Isle of Wight, UK, 30 August 1970
Shortly after the band finishes playing "Machine Gun" Jimi scats the melody for "Holiday For Strings" followed by Billy Cox repeating the same melody on the bass. This part has been edited out on official releases of the show, it's only available on audience recordings and bootleg versions of the soundboard recording.

As Jimi clearly knew the original title of the song (instead of just calling it something like "Red Skelton Theme") he was most likely familiar with it from other connections as well, he had after all probably been listening to the song on the radio ever since he was born.

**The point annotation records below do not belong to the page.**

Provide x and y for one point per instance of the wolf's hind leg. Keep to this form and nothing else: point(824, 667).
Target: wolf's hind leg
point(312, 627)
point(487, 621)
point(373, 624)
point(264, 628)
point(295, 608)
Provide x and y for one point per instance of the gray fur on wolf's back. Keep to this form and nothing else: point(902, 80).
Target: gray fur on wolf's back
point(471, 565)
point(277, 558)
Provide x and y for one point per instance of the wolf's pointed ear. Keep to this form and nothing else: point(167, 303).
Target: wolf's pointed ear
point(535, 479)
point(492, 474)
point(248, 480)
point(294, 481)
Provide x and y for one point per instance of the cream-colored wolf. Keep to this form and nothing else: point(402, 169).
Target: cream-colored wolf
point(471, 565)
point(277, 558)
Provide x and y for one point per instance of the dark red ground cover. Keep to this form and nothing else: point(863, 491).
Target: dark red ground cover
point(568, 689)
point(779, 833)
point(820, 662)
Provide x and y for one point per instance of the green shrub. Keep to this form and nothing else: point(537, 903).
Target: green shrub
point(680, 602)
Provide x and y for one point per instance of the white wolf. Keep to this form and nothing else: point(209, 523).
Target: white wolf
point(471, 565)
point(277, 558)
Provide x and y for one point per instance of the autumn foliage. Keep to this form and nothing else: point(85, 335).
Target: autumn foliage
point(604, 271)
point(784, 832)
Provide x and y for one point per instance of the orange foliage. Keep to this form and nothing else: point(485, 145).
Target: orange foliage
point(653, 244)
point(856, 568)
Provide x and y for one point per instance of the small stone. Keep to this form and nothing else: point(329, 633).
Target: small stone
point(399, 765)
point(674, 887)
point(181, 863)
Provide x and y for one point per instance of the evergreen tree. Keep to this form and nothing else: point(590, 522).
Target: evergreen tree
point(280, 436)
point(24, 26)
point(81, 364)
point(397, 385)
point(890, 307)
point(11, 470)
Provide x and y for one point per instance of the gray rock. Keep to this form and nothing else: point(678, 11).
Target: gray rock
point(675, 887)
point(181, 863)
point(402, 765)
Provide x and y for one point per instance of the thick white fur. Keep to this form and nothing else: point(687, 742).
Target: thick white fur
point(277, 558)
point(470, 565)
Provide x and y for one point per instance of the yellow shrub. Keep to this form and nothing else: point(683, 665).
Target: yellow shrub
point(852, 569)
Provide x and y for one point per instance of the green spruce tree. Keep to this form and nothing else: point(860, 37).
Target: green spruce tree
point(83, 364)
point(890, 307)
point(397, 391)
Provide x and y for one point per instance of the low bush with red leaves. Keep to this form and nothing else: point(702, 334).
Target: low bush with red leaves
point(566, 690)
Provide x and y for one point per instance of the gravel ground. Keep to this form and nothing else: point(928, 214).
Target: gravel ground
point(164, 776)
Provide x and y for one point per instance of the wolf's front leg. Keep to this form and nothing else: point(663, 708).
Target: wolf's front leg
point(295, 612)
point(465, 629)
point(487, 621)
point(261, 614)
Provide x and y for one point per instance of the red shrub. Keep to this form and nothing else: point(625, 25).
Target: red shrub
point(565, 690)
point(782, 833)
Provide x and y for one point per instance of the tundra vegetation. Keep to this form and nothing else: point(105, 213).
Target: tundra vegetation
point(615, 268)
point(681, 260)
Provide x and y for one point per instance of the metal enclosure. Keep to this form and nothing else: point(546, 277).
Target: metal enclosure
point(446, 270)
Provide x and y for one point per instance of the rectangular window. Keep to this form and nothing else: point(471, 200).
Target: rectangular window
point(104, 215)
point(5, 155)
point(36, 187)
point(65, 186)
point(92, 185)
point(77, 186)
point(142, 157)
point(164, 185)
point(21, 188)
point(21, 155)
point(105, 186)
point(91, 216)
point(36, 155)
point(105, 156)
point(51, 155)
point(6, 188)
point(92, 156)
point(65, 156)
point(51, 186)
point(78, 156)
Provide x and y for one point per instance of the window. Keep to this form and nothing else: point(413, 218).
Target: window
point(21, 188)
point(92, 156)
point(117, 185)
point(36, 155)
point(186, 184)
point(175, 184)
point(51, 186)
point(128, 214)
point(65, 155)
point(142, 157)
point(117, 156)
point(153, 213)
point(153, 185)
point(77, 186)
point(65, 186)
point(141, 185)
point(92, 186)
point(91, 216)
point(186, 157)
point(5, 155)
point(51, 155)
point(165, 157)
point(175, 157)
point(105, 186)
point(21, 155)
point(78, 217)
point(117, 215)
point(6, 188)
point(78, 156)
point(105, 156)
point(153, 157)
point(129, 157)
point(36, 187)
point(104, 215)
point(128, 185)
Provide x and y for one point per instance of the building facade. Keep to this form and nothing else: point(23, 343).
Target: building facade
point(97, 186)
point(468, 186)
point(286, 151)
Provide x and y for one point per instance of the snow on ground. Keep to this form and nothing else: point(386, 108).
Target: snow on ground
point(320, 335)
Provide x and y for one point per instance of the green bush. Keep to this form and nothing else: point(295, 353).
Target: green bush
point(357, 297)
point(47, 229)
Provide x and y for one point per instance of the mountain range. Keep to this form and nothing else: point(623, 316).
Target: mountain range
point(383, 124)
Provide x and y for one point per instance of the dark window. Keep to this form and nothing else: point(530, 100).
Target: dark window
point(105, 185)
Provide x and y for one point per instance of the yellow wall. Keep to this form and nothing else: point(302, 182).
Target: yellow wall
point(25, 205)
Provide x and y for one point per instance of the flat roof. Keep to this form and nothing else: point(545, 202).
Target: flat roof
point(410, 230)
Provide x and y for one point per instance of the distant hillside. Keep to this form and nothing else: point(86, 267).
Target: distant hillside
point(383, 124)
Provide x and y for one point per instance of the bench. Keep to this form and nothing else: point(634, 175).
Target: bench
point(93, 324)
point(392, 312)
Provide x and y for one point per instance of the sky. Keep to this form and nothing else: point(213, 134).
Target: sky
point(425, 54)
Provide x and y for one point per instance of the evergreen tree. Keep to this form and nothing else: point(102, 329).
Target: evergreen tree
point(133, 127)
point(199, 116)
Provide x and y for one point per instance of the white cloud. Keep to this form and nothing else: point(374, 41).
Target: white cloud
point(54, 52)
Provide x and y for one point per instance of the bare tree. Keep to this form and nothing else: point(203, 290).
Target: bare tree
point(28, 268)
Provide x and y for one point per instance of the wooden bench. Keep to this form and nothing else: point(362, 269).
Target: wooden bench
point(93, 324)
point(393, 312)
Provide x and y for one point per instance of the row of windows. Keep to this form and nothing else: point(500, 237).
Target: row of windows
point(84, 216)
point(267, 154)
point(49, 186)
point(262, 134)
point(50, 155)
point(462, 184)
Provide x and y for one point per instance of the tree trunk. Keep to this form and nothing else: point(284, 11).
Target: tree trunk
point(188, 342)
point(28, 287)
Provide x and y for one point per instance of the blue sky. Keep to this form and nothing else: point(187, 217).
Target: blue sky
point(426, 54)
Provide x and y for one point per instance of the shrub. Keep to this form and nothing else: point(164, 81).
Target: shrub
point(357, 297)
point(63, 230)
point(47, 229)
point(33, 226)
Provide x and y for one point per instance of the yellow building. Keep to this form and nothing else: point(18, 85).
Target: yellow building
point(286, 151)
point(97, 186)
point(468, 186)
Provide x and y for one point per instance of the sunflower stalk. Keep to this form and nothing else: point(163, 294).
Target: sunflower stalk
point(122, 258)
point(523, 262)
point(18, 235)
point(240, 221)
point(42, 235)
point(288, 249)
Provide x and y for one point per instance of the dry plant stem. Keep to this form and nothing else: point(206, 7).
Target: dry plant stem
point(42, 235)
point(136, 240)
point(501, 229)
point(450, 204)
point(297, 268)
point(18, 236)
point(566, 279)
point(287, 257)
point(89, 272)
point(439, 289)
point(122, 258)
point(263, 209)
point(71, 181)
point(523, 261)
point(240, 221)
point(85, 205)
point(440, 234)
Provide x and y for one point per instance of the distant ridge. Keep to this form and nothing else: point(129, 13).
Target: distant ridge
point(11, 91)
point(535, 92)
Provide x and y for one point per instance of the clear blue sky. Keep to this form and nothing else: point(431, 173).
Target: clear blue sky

It is however highly likely that he would have known about "Holiday For Strings" being associated with Red Skelton so therefor it's also possible that he (and Billy Cox) played the song as some sort of a comedy reference or an inside joke.

As both recorded occurrences take place between or after songs Jimi and Billy playing the tune could also be directly related to the title, "Holiday for Strings": a reference to tuning up or other technical problems, or taking time out. Or, since "Holiday for Strings" played over the end credits of The Red Skelton Hour Jimi & Billy playing the tune may also have been a reference to the band messing up somehow during the preceding song and "rolling the credits" afterwards.

But with almost seven months separating the two recorded versions by Jimi & Billy it would seem clear that "Holiday for Strings" was some sort of a running gag for the band. Probably only Billy Cox would be able to tell us the true story now.

Here's an episode of The Red Skelton Hour on YouTube, originally broadcast on 2 October 1962. "Holiday For Strings" plays over the credits starting at 50.25, David Rose is credited as "Musical Director":

1 Discographies seem to mostly list this LP with the title "the funniest woman in the world". Billboard issues from 1961 however list the lp as "Moms Mabley On Stage" and indeed that is the title with the considerably larger font on the front sleeve.

I haven't so far been able to find anything resembling a confirmed release date for this lp. Moms Mabley gets a mention in the 13 October 1960 issue of the California Eagle:
"Jackie "Moms" Mabley's only slightly risque material is getting a play on some local stations. She fractures this column with her rib tickling jests"

Moms Mabley is also among the artists listed in a Bob Jones Record Shop ad for "Party Records" in the 2 December 1960 issue of The Charlotte Observer. Neither of these two mentions include the name of the lp. The Smithsonian lists the release date as 1961. A late 1960 release date seems to me to be likely, it seems that the lp came out in 1960 but sales only properly took off and the lp charted in 1961?

2 I wrote an article titled Holiday Tubas about the song "Holiday For Strings" for issue 102 of Jimpress magazine, the text on this page uses that article as it's basis. So again, a thank you for help with the original Jimpress article to Joel J. Brattin, Doug Bell, Renwick MacNeill, Tim Greenhall & Steve Rodham.

3 Several newspapers reviewed the 78 in April 1942, for example Ledger-Star 17 April 1942 and The Atlanta Journal 19 April 1942. Many of these reviews mention that this is David Rose's debut record release and include very specific biographical details so review copies seem to have been accompanied by a PR letter.